Postwar Buildings (often referred to as ‘luxury doorman buildings’) are those built after WWII to the mid 1990's. They are high-rise buildings, often with smaller rooms and alcoves. Most feature through-the wall or central air conditioning and other amenities. Most have doormen.

Prewar Buildings were built before WWII. They usually have larger and wider rooms, fireplaces, hardwood floors and higher ceilings with moldings. Most, but not all, have hallways, entrance galleries, doormen and other amenities.

Town Houses or brownstones are single family houses that in some cases have been converted into multi-unit apartment buildings. Most of these were built in the late nineteenth and early twentieth century. Many offer gardens, fireplaces, and beautiful floors and ornamental interior details. Some are landmarked.

Loft Apartments are typically found in former commercial buildings that have been converted to residential use.
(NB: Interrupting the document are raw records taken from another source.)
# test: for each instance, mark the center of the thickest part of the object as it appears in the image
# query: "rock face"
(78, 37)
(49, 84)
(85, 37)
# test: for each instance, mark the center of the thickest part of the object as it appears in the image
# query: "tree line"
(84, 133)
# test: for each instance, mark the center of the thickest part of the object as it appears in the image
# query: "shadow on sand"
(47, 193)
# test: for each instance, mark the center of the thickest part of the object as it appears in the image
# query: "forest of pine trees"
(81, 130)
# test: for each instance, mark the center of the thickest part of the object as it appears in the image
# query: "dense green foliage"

These often feature open layouts, high ceilings and are mostly located in lower Manhattan.

Walk-up Buildings are usually five story buildings without an elevator or doorman. They are among the most affordable housing in Manhattan, but offer no services or amenities.
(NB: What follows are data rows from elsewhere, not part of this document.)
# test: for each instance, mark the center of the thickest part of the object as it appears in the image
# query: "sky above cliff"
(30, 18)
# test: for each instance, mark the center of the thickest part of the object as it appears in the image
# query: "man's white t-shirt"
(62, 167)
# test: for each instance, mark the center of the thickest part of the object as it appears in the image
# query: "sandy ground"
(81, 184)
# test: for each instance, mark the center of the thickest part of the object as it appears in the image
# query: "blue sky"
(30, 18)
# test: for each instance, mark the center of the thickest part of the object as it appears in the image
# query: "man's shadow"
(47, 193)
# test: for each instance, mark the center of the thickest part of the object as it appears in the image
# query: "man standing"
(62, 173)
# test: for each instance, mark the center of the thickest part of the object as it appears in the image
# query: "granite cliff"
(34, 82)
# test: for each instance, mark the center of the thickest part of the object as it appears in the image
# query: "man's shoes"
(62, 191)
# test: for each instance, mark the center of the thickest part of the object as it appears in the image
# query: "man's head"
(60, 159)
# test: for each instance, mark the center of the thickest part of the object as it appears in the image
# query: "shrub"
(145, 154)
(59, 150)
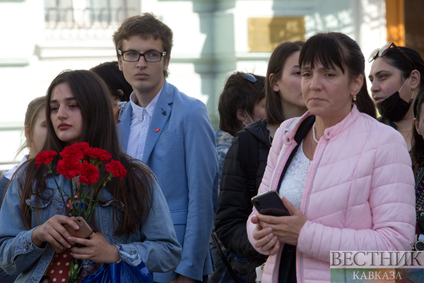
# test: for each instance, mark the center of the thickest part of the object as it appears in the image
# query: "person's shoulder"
(181, 97)
(380, 131)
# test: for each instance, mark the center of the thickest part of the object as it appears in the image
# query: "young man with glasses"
(171, 133)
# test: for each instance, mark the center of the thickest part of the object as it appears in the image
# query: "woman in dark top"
(246, 159)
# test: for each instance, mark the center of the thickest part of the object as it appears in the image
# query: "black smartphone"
(270, 203)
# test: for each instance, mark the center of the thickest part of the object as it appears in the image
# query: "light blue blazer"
(180, 150)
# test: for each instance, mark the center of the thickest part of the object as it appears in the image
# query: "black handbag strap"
(287, 269)
(249, 160)
(223, 256)
(298, 137)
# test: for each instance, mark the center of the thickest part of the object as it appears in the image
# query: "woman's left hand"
(96, 249)
(286, 228)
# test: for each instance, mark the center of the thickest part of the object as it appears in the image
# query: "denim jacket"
(156, 243)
New Construction Condominiums which began in the mid 1990’s are either brand new buildings (or converted loft, commercial or rental buildings that are thoroughly gutted) with apartments that have large rooms, beautiful finishes, high ceilings, exquisite baths, spectacular kitchens, many with glorious views and penthouses. These buildings usually come with fabulous amenities including roof decks, fitness centers, indoor pools, wine cellars and are designed by leading designers/architects such as Phillip Johnson, Jean Nouvel, Richard Meier, and Robert AM Stern.